On sait trop bien ce qui suivit. Le curé de Saint-Eustache refusa de recevoir et de laisser enterrer, comme on le demandait, dans son église, les restes du comédien frappé de mort au sortir de la scène. Ce scrupule pouvait être sincère, car le cas était probablement inouï. Le temps avait manqué pour que le mourant pût murmurer ces quelques mots de tardif repentir dont on se contentait toujours. C’était au supérieur ecclésiastique de lever l’obstacle, et, pour rassurer sa conscience, on lui affirmait que Molière avait reçu le saint sacrement l’année précédente, au temps de Pâques. L’archevêque de Paris, non pas celui qui avait excommunié les auditeurs du Tartufe, mais son successeur, prélat plus que mondain, ne prit pas moins de trois jours pour en délibérer, et accorda enfin la permission d’inhumer, aussi restreinte, aussi flétris sante qu’elle pouvait être. Pour que chacun ait sa part, il faut dire aussi que, le soir du 21 février, quand le corps, toujours repoussé de l’église, allait sortir de la maison mortuaire, précédé de deux prêtres muets, et s’acheminer sans prières tout droit au cimetière Saint-Joseph, un rassemblement populaire, formé dans la rue, voulut protester contre ce restant d’honneurs rendus à l’homme de génie sorti des rangs du peuple, et ne put être apaisé que par des aumônes. Tout le monde connaît les vers touchants de notre grand satirique au sujet de cette mort, et sur lesquels il nous semble toujours qu’une larme a dû tomber, une larme de Boileau ! Un autre contemporain, le comte de Bussy-Rabutin, l’homme du jugement le plus sûr pour tout ce qui n’était pas lui, écrivait, le 24 février 1673, au père Rapin, jésuite : « Voilà Molière mort en un moment ; j’en suis fâché. De nos jours, nous ne verrons personne prendre sa place, et peut-être le siècle suivant n’en verra-t-il pas un de sa façon. » Deux siècles bientôt sont passés, et nous attendons encore.

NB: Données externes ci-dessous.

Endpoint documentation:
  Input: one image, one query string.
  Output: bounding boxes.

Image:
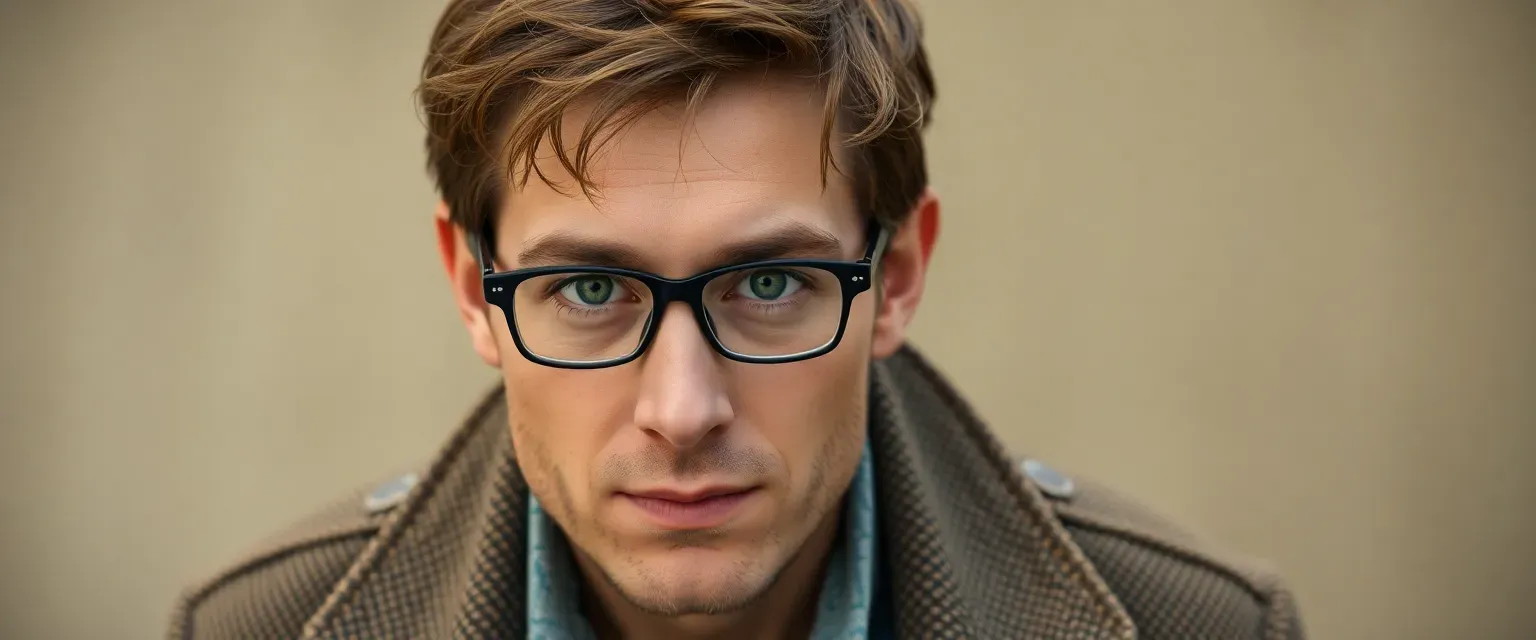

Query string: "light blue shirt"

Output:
[528,445,879,640]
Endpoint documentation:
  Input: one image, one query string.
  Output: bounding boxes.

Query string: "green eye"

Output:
[561,276,614,307]
[736,269,800,301]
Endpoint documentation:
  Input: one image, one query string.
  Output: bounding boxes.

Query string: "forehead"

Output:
[496,72,863,275]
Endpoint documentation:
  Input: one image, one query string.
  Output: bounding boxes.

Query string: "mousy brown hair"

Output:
[419,0,934,242]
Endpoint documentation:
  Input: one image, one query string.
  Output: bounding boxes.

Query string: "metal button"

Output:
[1018,459,1077,500]
[362,473,419,513]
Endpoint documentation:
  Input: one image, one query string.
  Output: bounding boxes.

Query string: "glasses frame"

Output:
[468,221,888,368]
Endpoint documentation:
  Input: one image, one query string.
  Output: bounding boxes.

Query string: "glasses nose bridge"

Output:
[642,273,722,351]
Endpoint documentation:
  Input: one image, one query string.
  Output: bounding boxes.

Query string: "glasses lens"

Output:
[511,272,653,362]
[703,267,843,358]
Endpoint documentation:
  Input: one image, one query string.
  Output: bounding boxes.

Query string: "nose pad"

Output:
[634,302,734,448]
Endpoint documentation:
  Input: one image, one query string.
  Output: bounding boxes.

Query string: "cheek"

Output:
[734,347,868,493]
[502,356,628,520]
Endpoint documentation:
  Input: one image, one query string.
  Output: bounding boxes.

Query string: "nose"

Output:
[634,302,734,448]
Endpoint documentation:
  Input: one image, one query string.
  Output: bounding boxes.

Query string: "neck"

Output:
[574,510,842,640]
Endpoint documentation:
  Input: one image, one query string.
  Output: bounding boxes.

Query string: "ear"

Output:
[432,201,501,368]
[871,187,938,358]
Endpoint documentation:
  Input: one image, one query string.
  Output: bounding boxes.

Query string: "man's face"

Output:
[487,75,876,614]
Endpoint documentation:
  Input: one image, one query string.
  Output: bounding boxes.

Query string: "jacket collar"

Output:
[304,348,1134,640]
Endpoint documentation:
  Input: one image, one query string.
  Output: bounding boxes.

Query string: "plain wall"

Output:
[0,0,1536,638]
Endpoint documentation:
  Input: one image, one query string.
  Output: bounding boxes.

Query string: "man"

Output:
[172,0,1301,638]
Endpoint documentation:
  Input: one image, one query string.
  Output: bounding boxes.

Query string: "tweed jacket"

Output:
[169,348,1303,640]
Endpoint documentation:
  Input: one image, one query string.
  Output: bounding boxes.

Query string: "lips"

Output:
[619,487,757,531]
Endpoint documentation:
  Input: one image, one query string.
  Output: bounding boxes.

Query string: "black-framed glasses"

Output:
[470,221,886,368]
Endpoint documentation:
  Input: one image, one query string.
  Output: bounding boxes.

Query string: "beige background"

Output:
[0,0,1536,638]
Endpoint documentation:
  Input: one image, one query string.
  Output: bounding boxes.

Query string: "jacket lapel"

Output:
[869,348,1134,638]
[304,348,1134,640]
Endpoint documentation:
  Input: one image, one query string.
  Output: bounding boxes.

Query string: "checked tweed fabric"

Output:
[169,348,1304,640]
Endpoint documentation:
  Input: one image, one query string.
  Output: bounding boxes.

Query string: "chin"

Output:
[608,548,774,617]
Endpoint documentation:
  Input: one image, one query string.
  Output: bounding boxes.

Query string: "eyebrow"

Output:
[518,223,843,270]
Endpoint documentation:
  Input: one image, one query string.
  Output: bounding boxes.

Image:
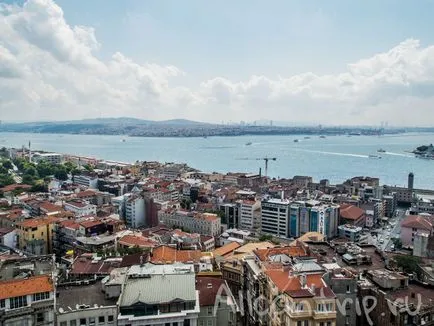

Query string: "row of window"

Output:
[60,315,114,326]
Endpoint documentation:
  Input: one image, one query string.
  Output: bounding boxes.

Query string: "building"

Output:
[118,264,200,326]
[220,203,240,229]
[401,215,433,247]
[159,210,221,236]
[340,204,366,227]
[383,192,398,217]
[56,281,117,326]
[32,153,63,164]
[338,224,362,242]
[323,263,358,326]
[196,277,238,326]
[73,174,98,189]
[0,228,17,248]
[239,200,261,230]
[0,256,55,326]
[17,217,58,255]
[63,200,96,217]
[289,200,339,238]
[125,194,145,228]
[261,198,290,237]
[0,275,55,326]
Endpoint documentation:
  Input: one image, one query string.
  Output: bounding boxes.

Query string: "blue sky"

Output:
[0,0,434,125]
[53,0,434,79]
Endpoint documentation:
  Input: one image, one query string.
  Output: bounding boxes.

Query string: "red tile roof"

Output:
[0,184,32,192]
[119,234,158,248]
[151,246,202,263]
[401,215,433,231]
[196,277,230,307]
[213,241,241,257]
[253,246,307,261]
[17,217,59,228]
[340,204,365,221]
[0,275,54,300]
[39,201,63,213]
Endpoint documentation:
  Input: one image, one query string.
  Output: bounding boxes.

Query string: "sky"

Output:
[0,0,434,126]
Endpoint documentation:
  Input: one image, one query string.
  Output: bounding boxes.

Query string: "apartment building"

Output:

[1] Molière a bien pu donner à Béziers quelques représentations, entre autres la première du Dépit amoureux, sans pour cela abandonner entièrement Narbonne. Il serait parti de Béziers à peu près en même temps que le prince de Conti, et voilà pourquoi d’Assoucy ne l’y aurait plus retrouvé. Dans une historiette de madame de Villedieu, que M. Monmerqué a publiée à la suite des Historiettes de Tallemant des Réaux, on voit que cette dame, mécontente de ne pas être reconnue par Molière, un jour qu’elle se présentait chez lui de bon matin, s’écria : « Allez ! vous êtes un ingrat : quand vous jouiez à Narbonne, on n’allait à votre théâtre que pour me voir. » C’est donc surtout à Narbonne qu’on pourrait encore espérer de rencontrer quelques traces du séjour de Molière en 1636. (P. P.)